Menos passado, mais futuro
O debate a respeito do pacote econômico americano traz reflexões importantes sobre o futuro da economia brasileira, em um momento em que a Câmara está prestes a aprovar a PEC Emergencial, que agora, depois de ajustes e revisões, passou a ser chamada de PEC do Auxílio. Depois de aprovada no Senado, na semana passada, o texto deverá ser votado pelos deputados nos próximos dias. Mais uma vez, foi perdida a oportunidade de o País reequilibrar os efeitos intergeracionais de seus gastos públicos.
A última versão do texto é generosa no lado dos gastos e parcimoniosa no lado das contrapartidas. Haverá autorização para gastos de até R$ 44 bilhões com a renovação do Auxílio Emergencial, o coronavoucher, além de outras medidas de ajuda para as finanças de estados e municípios. Mas foram enfraquecidos os dispositivos no lado do controle de gastos com o funcionalismo.
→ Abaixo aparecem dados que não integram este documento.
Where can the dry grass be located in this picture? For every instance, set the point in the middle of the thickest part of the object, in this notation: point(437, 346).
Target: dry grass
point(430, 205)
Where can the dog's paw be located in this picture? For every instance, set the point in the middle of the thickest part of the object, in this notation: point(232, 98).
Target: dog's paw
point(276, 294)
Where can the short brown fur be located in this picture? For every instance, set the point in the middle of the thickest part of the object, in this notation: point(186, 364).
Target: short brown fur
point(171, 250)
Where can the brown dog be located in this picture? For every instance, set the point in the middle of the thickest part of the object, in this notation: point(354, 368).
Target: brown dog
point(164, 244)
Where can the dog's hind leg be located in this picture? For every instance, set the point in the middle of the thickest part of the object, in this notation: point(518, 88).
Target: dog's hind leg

Como mostrou reportagem recente do Virtù, a PEC será um primeiro passo rumo à sanidade fiscal, porque criará gatilhos de ajustes que darão mais flexibilidade à administração pública tanto a nível federal, quanto a estados e municípios. Porém, a economia prevista no decorrer dos próximos dez anos caiu de R$ 78 bilhões para R$ 35 bilhões, como indicou um estudo do Centro de Liderança Pública – CLP.
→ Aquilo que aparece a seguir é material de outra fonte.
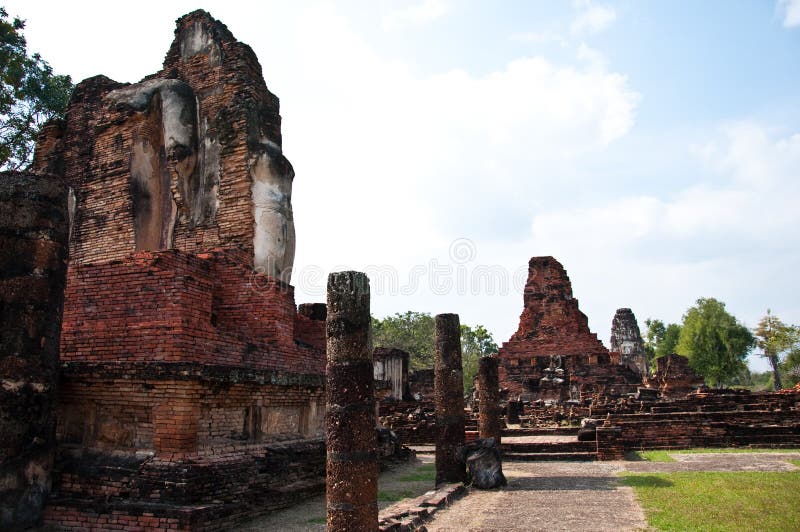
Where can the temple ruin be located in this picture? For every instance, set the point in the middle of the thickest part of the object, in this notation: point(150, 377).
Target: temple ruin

O economista Samuel Pessôa, em artigo na Folha, atentou para um detalhe revelador. Na versão final do texto foi suprimido o trecho: “deve ser observado, na promoção e na efetivação dos direitos sociais, o equilíbrio fiscal intergeracional”. Como afirma Pessôa, o parágrafo não tinha nenhuma implicação imediata, trazia apenas o simbolismo de tentar “equilibrar a escolha entre o futuro e o passado”, que, na visão do economista, está “totalmente desequilibrada” no Brasil.
Mais uma vez, o país perdeu a oportunidade de iniciar um ajuste no descompasso existente entre os investimentos públicos dispensados aos mais jovens (educação, principalmente) e os gastos com os mais velhos (com previdência, principalmente, e particularmente com os inativos do funcionalismo). Nas contas de um estudo do Banco Interamericano de Desenvolvimento (BID), o Brasil gasta sete vezes mais com os seus velhos do que com os seus jovens. Na América Latina, a média é de 4 para 1, o que já é ruim. O desequilíbrio brasileiro é extremamente elevado, ainda mais tendo em vista que a população brasileira é relativamente jovem.
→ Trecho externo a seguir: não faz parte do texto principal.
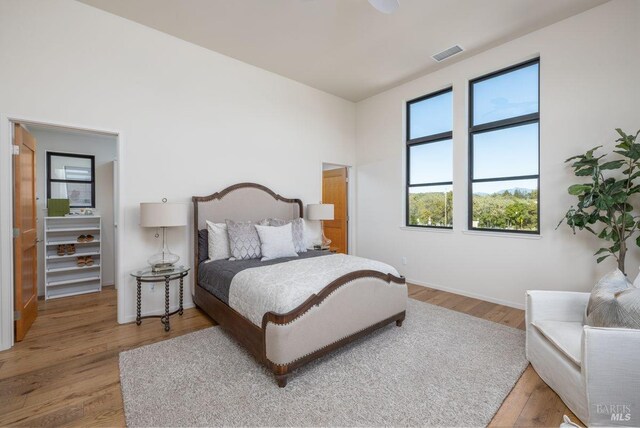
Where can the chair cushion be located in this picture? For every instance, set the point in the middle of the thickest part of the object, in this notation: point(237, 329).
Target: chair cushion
point(614, 302)
point(566, 336)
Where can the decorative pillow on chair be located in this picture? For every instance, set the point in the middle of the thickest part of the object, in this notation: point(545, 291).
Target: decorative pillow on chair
point(614, 302)
point(297, 229)
point(276, 241)
point(244, 242)
point(218, 241)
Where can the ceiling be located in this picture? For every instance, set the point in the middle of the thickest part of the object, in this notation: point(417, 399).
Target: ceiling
point(345, 47)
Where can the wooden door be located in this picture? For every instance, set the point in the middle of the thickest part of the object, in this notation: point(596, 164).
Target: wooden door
point(25, 227)
point(334, 191)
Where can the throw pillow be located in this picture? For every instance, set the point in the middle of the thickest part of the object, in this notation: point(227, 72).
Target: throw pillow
point(276, 241)
point(244, 242)
point(614, 302)
point(218, 241)
point(297, 229)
O Brasil é o país latino-americano que mais gasta com previdência, ao redor de 12% do PIB. Isso tende a melhorar com os ajustes previdenciários aprovados recentemente, mas de maneira muito lenta. As reformas, entre eles a tributária e administrativa, precisam ser aceleradas, para que o setor público seja mais produtivo e possa investir mais no futuro dos jovens, em vez de gastar mais de 80% de seus recursos com aposentadorias e folha de pagamento de servidores. Sobram pouco recursos para investir em educação básica, em saúde e saneamento, na infraestrutura.
Um relatório sobre o Brasil feito pela Organização para a Cooperação e Desenvolvimento Econômico (OCDE) identificou outros desequilíbrios. A incidência da pobreza é bem maior entre os jovens do que os idosos, uma discrepância em relação ao outros países avaliados. Além disso, no Brasil os gastos públicos em apoio aos trabalhadores concentram-se em auxílio e em subsídios, e não na capacitação profissional – mais uma vez, um descompasso entre presente e futuro.
A balança está desequilibrada no Brasil, e muito. A PEC Emergencial poderia ser mais ousada, embora seja um primeiro passo nesse ajuste. Que venham ajustes mais profundos. O país precisa gastar menos com os penduricalhos e aposentadorias generosas da elite do funcionalismo e mais com o ensino e a merenda das crianças.